The Claimants in this case were an association responsible for defending the interests of a group of Dutch publishers. The Defendant operated a website that provided a marketplace for used e-books. The website allowed users to sell e-books they have legitimately downloaded in return for credits that can be used on the site to purchase other second hand e-books. As part of the terms of the website, the sellers were required to delete their own copy and the site even placed a digital watermark on the transferred copies to demonstrate which version the legal copy was.

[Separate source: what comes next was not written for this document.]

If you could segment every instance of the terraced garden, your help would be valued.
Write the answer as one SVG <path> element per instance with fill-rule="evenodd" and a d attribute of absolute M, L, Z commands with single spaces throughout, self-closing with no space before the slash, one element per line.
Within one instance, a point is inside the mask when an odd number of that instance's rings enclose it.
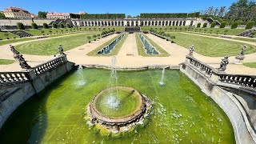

The publishers argued that the Defendant was infringing the copyright in the books because the supply was an unauthorised communication to the public (contrary to Art 3(1) InfoSoc Directive2). The Defendant argued that the supply of second hand e-books fell within the ‘distribution right’ under Art 4 InfoSoc Directive (and was therefore exhausted at the point of first sale by the publishers, or with their permission).
The Principle of Exhaustion
Once a tangible copy of a protectable work (such as a physical book) has legitimately been sold to the public, the rights owner cannot prevent further resale of that work, it has been ‘exhausted’. Copyright cannot override the concept of physical ownership and the legitimate owner of an article should not be prevented from re-selling it.
To interfere with the concept of exhaustion limits the property right that the physical owner of the item enjoys. However, the digitalisation of copyright works has muddied the waters somewhat, as it has created a new means of supplying and distributing such content. One can easily and quickly obtain perfect copies of a work (which do not deteriorate physically) and distribute them at negligible cost. The result being that the ability of rights holders to obtain fair compensation for their work is reduced.
The ‘Existing’ Position
It has been unclear for some time how far the concept of ‘digital exhaustion’ stretched in the EU. In the UsedSoft3 case, the CJEU ruled that it does apply in relation to software (under the Software Directive), but many national courts have struggled with its application. There are many differences between software and InfoSoc-type works (such as literary works), not least that computer programs are tools, where as literary works can be enjoyed exactly as they exist. AG Szpunar toiled with the two sides of the argument, and set them out quite comprehensively in his opinion4. He eventually concluded, having reviewed both the legal and technological arguments, that the concept of exhaustion should not apply to e-books. Much of the reasoning was regarding the difference between the ‘communication right’ and the ‘distribution right’ and what the EU legislators intended to be covered by each.
The CJEU largely endorsed the view of the Attorney General that the supply of an e-book is covered by the right of communication to the public (under Art 3(1) InfoSoc Directive), it is not a distribution. Therefore, the concept of exhaustion does not apply to the digital sale of e-books.
Obviously this decision will be welcomed by publishers and other rights-holders in the EU. It also seems a sensible decision, for both publishers and consumers, as the alternative would inevitably be higher prices at the point of first download and lower sales of e-books.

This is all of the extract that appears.